Morgenthaus Vorschläge sollten die gemäßigten Deutschlandpläne
des alliierten Oberkommandos unter Eisenhower, der interalliierten European Advisory
Commission und der Fachressorts in Washington und London korrigieren.
Morgenthau, mit dem US-Präsidenten Roosevelt befreundet, schien Erfolg zu haben,
als bei der britisch-amerikanischen Konferenz in Quebec am 15. September 1944 Premierminister
Churchill und Präsident Roosevelt eine (schon abgemilderte) Version des Morgenthau-Plans
paraphierten. Cordell Hull, der amerikanische Außenminister, protestierte
ebenso wie sein britischer Kollege Anthony Eden aber bereits am folgenden Tag gegen
den Plan, der amerikanische Kriegsminister Stimson nannte das Programm "ein
Verbrechen gegen die Zivilisation". Als der Morgenthau-Plan durch eine gezielte
Indiskretion am 21. September 1944 in die Öffentlichkeit kam, war die Reaktion
so negativ, daß auch Präsident Roosevelt sich distanzierte. Der Morgenthau-Plan
verschwand bereits Ende September 1944 in der Versenkung, ohne von den zuständigen
Gremien jemals formell diskutiert worden zu sein.
Für die spätere Besatzungs- und Deutschlandpolitik blieb der Morgenthau-Plan
ohne jede Bedeutung. Aber Goebbels und Hitler hatten den "jüdischen Mordplan"
zur "Versklavung Deutschlands" mit so großem Erfolg für ihre
Durchhaltepropaganda benutzt, daß bei vielen der Glaube entstand, das Programm
sei 1945 realisiert worden. In der rechtsextremen Publizistik spielt der Morgenthau-Plan
diese Rolle bis zum heutigen Tag.
Übrigens war Morgenthau ein Anhänger agrarromantischer Ideen.

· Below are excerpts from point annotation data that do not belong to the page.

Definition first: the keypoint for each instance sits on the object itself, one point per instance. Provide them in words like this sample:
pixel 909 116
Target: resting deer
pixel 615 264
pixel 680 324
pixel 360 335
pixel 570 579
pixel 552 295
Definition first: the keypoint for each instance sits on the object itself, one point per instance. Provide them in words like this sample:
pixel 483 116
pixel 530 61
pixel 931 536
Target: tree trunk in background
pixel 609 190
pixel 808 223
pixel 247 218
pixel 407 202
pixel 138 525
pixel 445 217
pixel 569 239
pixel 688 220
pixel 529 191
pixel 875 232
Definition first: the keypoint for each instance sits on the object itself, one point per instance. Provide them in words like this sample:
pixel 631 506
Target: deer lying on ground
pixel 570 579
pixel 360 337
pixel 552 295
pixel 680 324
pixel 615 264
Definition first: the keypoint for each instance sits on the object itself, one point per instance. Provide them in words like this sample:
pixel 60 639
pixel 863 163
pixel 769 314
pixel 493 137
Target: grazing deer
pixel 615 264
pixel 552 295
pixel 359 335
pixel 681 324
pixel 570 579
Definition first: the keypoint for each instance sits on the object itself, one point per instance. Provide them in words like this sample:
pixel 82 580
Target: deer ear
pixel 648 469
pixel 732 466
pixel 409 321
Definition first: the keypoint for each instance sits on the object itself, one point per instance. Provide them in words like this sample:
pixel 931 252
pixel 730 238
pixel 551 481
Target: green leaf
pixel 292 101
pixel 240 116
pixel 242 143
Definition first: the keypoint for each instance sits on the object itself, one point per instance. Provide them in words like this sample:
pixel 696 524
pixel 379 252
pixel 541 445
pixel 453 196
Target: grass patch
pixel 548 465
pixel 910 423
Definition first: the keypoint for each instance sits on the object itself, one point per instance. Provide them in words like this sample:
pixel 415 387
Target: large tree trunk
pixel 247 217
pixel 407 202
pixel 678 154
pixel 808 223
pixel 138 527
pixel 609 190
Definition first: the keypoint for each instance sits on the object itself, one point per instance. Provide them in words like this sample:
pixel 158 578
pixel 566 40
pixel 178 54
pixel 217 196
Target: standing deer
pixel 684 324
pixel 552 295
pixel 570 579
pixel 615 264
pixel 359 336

Die von
ihm propagierte Entindustrialisierung Deutschlands wäre unter diesem Gesichtspunkt
nicht nur eine Maßnahme der Strafe und zur Verhinderung eines weiteren Weltkriegs
gewesen.
Wolfgang Benz
Literatur: Henry Morgenthau, Germany is our Problem. New York 1945; John Morton
Blum, Deutschland ein Ackerland? Düsseldorf 1968; H.G. Gelber, Der Morgenthau-Plan.
In: Vierteljahrshefte für Zeitgeschichte 13 (1965), Seite 372-402.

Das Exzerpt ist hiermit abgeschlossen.